When Healing Replicates Grooming
On the danger of healers who stand above you instead of beside you
I couldn’t make sense of how childhood trauma had tangled my sexual experiences. Therapists said it could be a side effect of childhood abuse. Their voices were even. Pens moved. Eyes dipped to the notebook, then up over the rims of their glasses. A story they heard most days.
I sat in a small room with small windows. Old carpet. Worn chairs. The sharp breath of cleaner in the fabric. I felt like another file in a stack. Words cooled before they reached the air.
I needed a human heart, brave enough to feel with me. Not notes, not theory—warmth that melts what’s been buried for years. The pain had set into a web that pinned my mind, my heart, my body in place.
So I turned to energy healers.
I sit in her waiting room and try to breathe. For years I’ve watched my sexual trauma get minimized—by family, therapists, healers. I learned to minimize it too. No one asks follow-up questions. The injury is deep.
I keep thinking the brokenness is me, not what was done to me. I don’t trust myself; a childhood like mine trained that out.
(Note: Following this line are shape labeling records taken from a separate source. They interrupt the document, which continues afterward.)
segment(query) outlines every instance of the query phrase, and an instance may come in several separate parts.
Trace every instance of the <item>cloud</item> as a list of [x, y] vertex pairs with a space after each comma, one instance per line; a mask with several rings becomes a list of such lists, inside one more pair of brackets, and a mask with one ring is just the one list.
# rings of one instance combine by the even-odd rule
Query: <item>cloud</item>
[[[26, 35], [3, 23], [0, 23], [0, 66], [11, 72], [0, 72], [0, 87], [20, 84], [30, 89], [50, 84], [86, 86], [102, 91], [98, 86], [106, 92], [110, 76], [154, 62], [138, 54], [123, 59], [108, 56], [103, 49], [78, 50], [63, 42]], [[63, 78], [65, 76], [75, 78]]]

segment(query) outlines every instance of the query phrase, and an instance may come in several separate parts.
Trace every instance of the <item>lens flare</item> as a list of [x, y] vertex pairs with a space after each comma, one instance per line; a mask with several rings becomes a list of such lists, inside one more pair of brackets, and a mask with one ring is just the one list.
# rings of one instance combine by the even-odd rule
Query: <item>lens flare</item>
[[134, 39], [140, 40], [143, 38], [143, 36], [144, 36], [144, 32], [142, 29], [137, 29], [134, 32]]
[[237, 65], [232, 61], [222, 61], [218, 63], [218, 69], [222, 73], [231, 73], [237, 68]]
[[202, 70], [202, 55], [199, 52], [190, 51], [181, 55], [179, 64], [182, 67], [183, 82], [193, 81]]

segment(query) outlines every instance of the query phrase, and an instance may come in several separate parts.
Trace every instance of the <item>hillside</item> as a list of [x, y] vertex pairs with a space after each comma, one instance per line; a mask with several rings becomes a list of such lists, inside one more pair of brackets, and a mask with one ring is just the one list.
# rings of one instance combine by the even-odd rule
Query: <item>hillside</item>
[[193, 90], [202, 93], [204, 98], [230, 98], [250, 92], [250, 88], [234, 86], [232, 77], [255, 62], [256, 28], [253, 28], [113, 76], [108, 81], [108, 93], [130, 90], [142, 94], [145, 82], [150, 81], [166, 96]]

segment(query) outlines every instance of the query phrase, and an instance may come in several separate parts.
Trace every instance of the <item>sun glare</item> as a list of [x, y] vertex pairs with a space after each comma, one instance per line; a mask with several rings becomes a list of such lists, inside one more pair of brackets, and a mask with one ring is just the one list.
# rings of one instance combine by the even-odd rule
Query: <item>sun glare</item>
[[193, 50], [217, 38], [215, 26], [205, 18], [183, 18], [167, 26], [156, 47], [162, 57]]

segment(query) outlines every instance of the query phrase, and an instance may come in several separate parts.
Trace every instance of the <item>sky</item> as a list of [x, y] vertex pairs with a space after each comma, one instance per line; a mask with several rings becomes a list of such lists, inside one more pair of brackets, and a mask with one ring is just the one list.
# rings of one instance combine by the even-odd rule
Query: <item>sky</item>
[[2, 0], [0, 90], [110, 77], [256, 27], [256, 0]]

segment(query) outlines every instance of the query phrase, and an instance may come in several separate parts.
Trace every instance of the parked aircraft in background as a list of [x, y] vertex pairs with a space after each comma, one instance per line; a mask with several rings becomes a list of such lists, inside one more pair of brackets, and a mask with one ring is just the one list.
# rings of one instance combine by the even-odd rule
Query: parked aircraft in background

When professionals wave it off, I doubt myself more. That doubt brings me here.
She greets me with a beatific smile and a silent nod, leads me into her office. Amber light pools across the room. Crystals wink along the sill. Statues of Lakshmi, Kuan Yin, and Archangel Michael guard the corners. Lavender—or rose—floats in the air. A salt lamp glows beside a massage table dressed in white linen.
A sanctuary, I think.
I climb up slowly: mid-thirties body, thirteen-year-old pulse—hopeful. When I name childhood sexual abuse, she tips her head and moves on—no questions. No anchoring follow-up.
Mid-session she closes her eyes and declares she is reading the Akashic Records, the cosmic ledger of every lifetime. In her vision I’d once been ruthless, powerful. Her voice stays satin-soft. Her lids flutter. Her arms paint fluid arcs in the air. The story mattered less than the performance—poised, theatrical, unassailable.
Before the next appointment, she calls. Her voice is even. “I am triggered,” she says, and then asks, “Have you ever hurt anyone?”
I say no. I tell her I’ve never had violent impulses. I tell her I struggle to find my voice, that my body shakes and my throat closes when I feel threatened or harassed. This is what I need help with.
I continue to see her. Perhaps the divine she proclaims flows through her can help me.
Visit after visit, she speaks of lifetimes, karma, debt, atonement. I listen—not because it rings true, but because trauma has stolen my compass, and I’m too hopeless to question anything that promises relief. Her suggestions thicken into verdicts: my wounds were earned, my soul fractured long ago, the abuse inevitably my fault. She wields spirit to override consent, calling it intuition.
“You have no heart for human beings,” she declares in one of the sessions.
Something in me—thirteen and unguarded—falls under her authority. Her questions plant seeds I never carried. She fertilizes them, and they grow. I do with her what I did with my abuser. I let her reality replace mine.
On her table, violent images begin to appear. I tell her. We talk about past lives. With her guidance, I come to believe the abuse I suffered must have been punishment for what I did in those imagined lifetimes.
Another session. I bring a list of goals. One line reads: stronger legs. She says, “Your legs are weak because you chopped people’s legs in a past life.”
I bring what confuses me most: my attraction to men, and the grief of a lost childhood. I ask to stay with that pain. She guides the session everywhere but where I want to focus—“divine” will overrules mine. I don’t protest.
As I’m leaving, she says kindly, “You are female from inside. You should be friends with a client you met at our last social event.” The client liked to dress like a woman.
I step into the hallway and put my palm on the wall. The building hums. I wait for the spin to pass. The thirteen-year-old is still here—quiet, waiting for someone to ask how he feels, what happened to him.
After more than a decade moving through different energy-healing spaces, I’ve learned this about myself: when someone tracks my inner world for me, when they lead my process instead of following it, my agency quietly slips away. No one can enter that terrain without bringing their own wounds with them. I felt those wounds land in my body long before I had language for them.
What heals me now is simpler, and harder to fake. Healing doesn’t arrive as oracle speech or bury pain beneath cosmic stories. It happens in relationship—one human heart willing to be affected by another, someone choosing to stand beside me, not above me.